Krebspatienten, die eine Chemotherapie machen müssen, bekommen in einigen Fällen Cannabis-Wirkstoffe. Sie dämpfen die schweren Nebenwirkungen der vielen Arzneien, die Tumoren im Körper attackieren (Cridge & Rosengren, 2013; Velasco et al., 2012).
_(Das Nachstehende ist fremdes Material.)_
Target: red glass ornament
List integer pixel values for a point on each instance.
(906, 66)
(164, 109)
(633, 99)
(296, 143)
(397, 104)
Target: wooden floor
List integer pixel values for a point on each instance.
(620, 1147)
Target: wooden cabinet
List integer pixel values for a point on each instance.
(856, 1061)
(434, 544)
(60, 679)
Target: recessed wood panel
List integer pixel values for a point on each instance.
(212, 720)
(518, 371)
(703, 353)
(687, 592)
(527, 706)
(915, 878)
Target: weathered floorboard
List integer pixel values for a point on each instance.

Zytostatika induzierte Übelkeit und Erbrechen

Eine Vielzahl von Studien, die mehrheitlich bereits in den 70er und 80er Jahren des vergangenen Jahrhunderts durchgeführt wurde, belegt, dass Cannabinoide in der Behandlung von Übelkeit und Erbrechen infolge einer Chemotherapie ebenso oder sogar etwas stärker wirksam sind als damals gebräuchliche Antiemetika (zum Beispiel Phenothiazine wie Prochlorperazin und Dopaminantagonisten wie Metoclopramid). Zudem liegen Hinweise vor, dass niedrigdosiertes Dronabinol (2 × 2,5 mg) eine additive Wirkung bei gleichzeitiger Behandlung mit modernen Antiemetika aufweist. In der Therapie der verzögert eintretenden Übelkeit (2–5 Tage nach Zytostatikagabe) war Dronabinol ebenso wirksam wie das Antiemetikum Ondansetron. Insgesamt gelten Cannabinoide heute als Reservemedikamente bei Zytostatika induzierter Übelkeit und Erbrechen.